The great outcry raised by the Zionist leaders will not find an echo among all the Jewish workers. Many of them, especially in Palestine, will now realise in the light of the social-imperialist declaration how contrary the alliance with the Zionist bourgeoisie and with British imperialism is to their class interests; they will refuse to be used any longer as imperialist instruments and will join the steadily growing movement for freedom of the Arab working masses and stand by them in their fight for their social and national emancipation. The Zionist papers themselves are writing that the working Jewish youth have now only two alternatives: either unrestrained nationalism, i.e. fascism and nationalist adventure, or Communism, i.e. to join the social and national emancipation movement of the Arab masses. It will be the task of the C.P. of Palestine to influence the Jewish workers in the sense of the anti-imperialist and genuine international fight.
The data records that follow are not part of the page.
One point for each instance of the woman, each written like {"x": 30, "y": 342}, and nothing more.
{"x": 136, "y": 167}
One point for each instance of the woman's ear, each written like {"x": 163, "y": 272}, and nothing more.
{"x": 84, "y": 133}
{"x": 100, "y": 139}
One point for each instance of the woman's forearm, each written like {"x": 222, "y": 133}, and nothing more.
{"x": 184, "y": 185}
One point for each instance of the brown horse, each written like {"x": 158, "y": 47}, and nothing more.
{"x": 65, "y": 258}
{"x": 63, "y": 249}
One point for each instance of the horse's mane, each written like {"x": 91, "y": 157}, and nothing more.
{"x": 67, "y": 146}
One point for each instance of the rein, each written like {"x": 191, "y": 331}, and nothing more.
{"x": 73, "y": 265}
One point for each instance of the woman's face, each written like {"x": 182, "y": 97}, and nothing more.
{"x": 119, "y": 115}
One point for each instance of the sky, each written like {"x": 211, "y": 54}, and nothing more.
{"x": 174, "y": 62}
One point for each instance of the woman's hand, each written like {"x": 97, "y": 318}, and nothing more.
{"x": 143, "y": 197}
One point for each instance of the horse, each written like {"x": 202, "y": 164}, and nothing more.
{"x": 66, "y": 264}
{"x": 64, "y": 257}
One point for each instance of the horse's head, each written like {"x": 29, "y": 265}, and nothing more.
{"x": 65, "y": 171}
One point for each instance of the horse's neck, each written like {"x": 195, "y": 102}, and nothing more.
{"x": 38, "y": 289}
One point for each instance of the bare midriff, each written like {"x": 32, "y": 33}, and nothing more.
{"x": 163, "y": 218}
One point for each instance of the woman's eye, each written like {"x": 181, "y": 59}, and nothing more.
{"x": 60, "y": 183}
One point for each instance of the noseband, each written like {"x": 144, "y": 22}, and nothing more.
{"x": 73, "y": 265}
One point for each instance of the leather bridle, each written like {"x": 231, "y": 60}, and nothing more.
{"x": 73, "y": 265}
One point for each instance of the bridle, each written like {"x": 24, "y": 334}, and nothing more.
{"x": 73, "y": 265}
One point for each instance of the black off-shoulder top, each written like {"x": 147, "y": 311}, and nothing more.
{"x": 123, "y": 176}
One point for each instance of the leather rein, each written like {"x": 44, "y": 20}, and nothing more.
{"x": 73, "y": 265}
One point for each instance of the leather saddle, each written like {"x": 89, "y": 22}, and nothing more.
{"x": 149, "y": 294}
International Press Correspondence, widely known as”Inprecorr” was published by the Executive Committee of the Communist International (ECCI) regularly in German and English, occasionally in many other languages, beginning in 1921 and lasting in English until 1938. Inprecorr’s role was to supply translated articles to the English-speaking press of the International from the Comintern’s different sections, as well as news and statements from the ECCI. Many ‘Daily Worker’ and ‘Communist’ articles originated in Inprecorr, and it also published articles by American comrades for use in other countries. It was published at least weekly, and often thrice weekly. A major contributor to the Communist press in the U.S., Inprecorr is an invaluable English-language source on the history of the Communist International and its sections.